Die Zukunftsfähigkeit der Nukleartechnologie im Iran

Behauptet wird auch, dass die Nukleartechnologie ein Motor des Fortschritts sei, der andere Technologien antreiben würde. Natürlich trägt jede Wissenschaft und jede Technologie zum Fortschritt bei, und natürlich hat die Anwendung der NT in den MFLI-Feldern eine große Zukunft. Aber zu glauben, dass die Konzentration auf die NT zur Energiegewinnung, unabhängig von den sonstigen politischen, gesellschaftlichen und ökonomischen Umständen, zu umfassendem Fortschritt beiträgt, ist ein Wunschdenken, ja ein Fehlschluss – und häufig auch politisch intendiert. Denn wäre dem so, müssten Länder wie Russland, Pakistan oder gar Nordkorea zur Weltspitze der Technologie gehören.

Desaströse Autarkie

Neben der Behauptung der Unverzichtbarkeit des Atomstroms wird darauf beharrt, dass diese Methode der Stromerzeugung zudem noch autark zu sein habe, weshalb der Iran auf eine selbstständige Urananreicherungsindustrie angewiesen sei. Spätestens hier schiebt sich die politische Dimension des Nuklearprogramms der Islamischen Republik Iran (IRI) in den Vordergrund.

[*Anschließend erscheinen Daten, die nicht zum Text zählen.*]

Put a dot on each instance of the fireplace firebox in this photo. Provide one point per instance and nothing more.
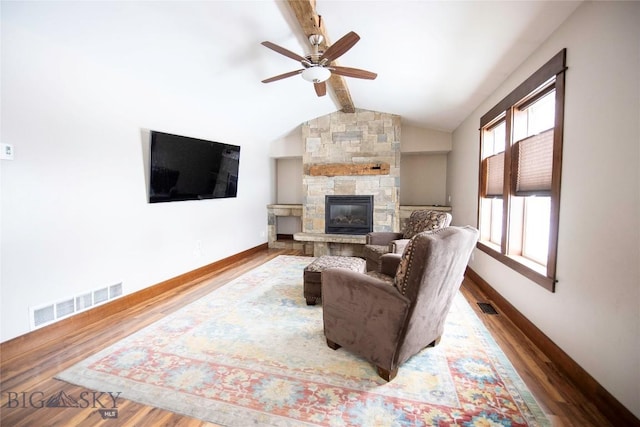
(348, 214)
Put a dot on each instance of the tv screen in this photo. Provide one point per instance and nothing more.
(184, 168)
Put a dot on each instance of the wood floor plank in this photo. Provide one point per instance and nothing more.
(34, 370)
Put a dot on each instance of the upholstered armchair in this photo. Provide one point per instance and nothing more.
(379, 243)
(386, 317)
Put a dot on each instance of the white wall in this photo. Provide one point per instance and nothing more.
(423, 179)
(289, 176)
(595, 313)
(80, 84)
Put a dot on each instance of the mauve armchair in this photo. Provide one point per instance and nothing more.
(387, 317)
(379, 243)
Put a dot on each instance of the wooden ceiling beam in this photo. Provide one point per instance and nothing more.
(310, 22)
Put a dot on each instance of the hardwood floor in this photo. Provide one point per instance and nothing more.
(29, 377)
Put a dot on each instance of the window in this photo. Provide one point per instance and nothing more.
(520, 169)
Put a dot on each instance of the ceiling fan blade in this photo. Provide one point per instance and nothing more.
(353, 72)
(283, 76)
(340, 47)
(283, 51)
(321, 88)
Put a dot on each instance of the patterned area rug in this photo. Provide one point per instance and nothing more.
(252, 352)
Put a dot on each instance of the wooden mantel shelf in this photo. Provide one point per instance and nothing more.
(349, 169)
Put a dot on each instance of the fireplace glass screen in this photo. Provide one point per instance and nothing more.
(348, 214)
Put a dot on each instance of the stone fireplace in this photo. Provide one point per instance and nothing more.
(348, 214)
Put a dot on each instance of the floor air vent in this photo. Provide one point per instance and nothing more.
(49, 313)
(487, 308)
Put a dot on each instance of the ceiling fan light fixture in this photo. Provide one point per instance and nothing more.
(316, 74)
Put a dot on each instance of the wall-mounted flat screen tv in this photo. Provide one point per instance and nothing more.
(184, 168)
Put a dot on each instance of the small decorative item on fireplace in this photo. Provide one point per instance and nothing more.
(348, 214)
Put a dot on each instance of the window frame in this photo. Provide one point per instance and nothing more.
(530, 90)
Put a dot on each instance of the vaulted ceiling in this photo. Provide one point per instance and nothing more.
(436, 60)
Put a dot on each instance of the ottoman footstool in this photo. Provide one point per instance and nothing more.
(313, 273)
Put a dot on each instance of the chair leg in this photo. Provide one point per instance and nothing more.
(333, 345)
(385, 374)
(435, 342)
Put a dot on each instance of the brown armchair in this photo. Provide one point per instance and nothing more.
(387, 317)
(379, 243)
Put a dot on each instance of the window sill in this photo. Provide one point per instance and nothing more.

Denn die Anreicherung ermöglicht eine duale Anwendung: niedrig angereichertes Uran (LEU) für AKW und hoch angereichertes Uran (HEU) für Kernwaffen.

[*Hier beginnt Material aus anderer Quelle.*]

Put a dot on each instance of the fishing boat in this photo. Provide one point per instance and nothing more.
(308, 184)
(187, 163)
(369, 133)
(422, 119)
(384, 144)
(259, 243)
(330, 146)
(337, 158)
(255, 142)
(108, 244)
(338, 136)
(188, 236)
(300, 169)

Jenseits der Tatsache, dass Autarkie in der heutigen Welt angesichts der fortgeschrittenen internationalen Arbeitsteilung kein erstrebenswertes Ziel ist, ist ihr Erreichen hinsichtlich der Nukleartechnologie durch die Islamische Republik wohl ausgeschlossen. Denn laut dem Red Book 2018 der Internationalen Atomenergiebehörde IAEA in Wien, das alle zwei Jahre über die Uranförderung auf der Welt berichtet, betragen die gesicherten Uranvorkommen in iranischen Minen, die mit einem Kostenaufwand von unter 130 Dollar pro Kilogramm gefördert werden könnten, 1.407 Tonnen. Die nicht ganz gesicherten, aus geologischer Betrachtung abgeleiteten Mengen betragen 6.750 Tonnen, die prognostizierten Ressourcen betragen 12.450 Tonnen. Mit anderen Worten: Die Uranförderung und -anreicherung würde dem Iran keine Autarkie schenken, sondern langfristig eher zu jener Abhängigkeit vom Weltmarkt führen, die man vermeiden zu wollen vorgibt.

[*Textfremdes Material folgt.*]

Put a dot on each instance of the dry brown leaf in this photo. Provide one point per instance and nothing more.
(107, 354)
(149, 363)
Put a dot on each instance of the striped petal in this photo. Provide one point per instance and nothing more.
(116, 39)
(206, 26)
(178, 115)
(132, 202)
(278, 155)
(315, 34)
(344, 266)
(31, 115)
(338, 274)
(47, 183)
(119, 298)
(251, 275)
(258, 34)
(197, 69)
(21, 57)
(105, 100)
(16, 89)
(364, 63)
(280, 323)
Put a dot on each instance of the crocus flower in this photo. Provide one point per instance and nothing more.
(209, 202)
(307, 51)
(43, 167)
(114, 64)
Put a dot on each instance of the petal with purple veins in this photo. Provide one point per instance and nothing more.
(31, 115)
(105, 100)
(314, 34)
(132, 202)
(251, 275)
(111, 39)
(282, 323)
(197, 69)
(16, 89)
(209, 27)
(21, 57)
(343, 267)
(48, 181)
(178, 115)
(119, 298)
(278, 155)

Denn es lässt sich leicht errechnen, dass bei einem jährlichen Bedarf des AKW Bushehr1 von 160 Tonnen pro Jahr die sicheren Uranreserven des Iran nur für knapp neun Jahre ausreichen würden. Rechnet man mit der weniger realistischen Menge von 6.750 Tonnen, reichte es für 42 Jahre für einen Reaktor. Aber die IRI beabsichtigt, mehrere AKW, konkret zwei weitere, zu errichten. Die Versorgung wäre damit mit 1.407 Tonnen für drei, mit 6.750 Tonnen für 14 Jahre gesichert.

Die Lebensdauer eines AKW wird mit etwa 40 bis 50 Jahren veranschlagt: Versorgungsautarkie scheint nur ein Vorwand zu sein.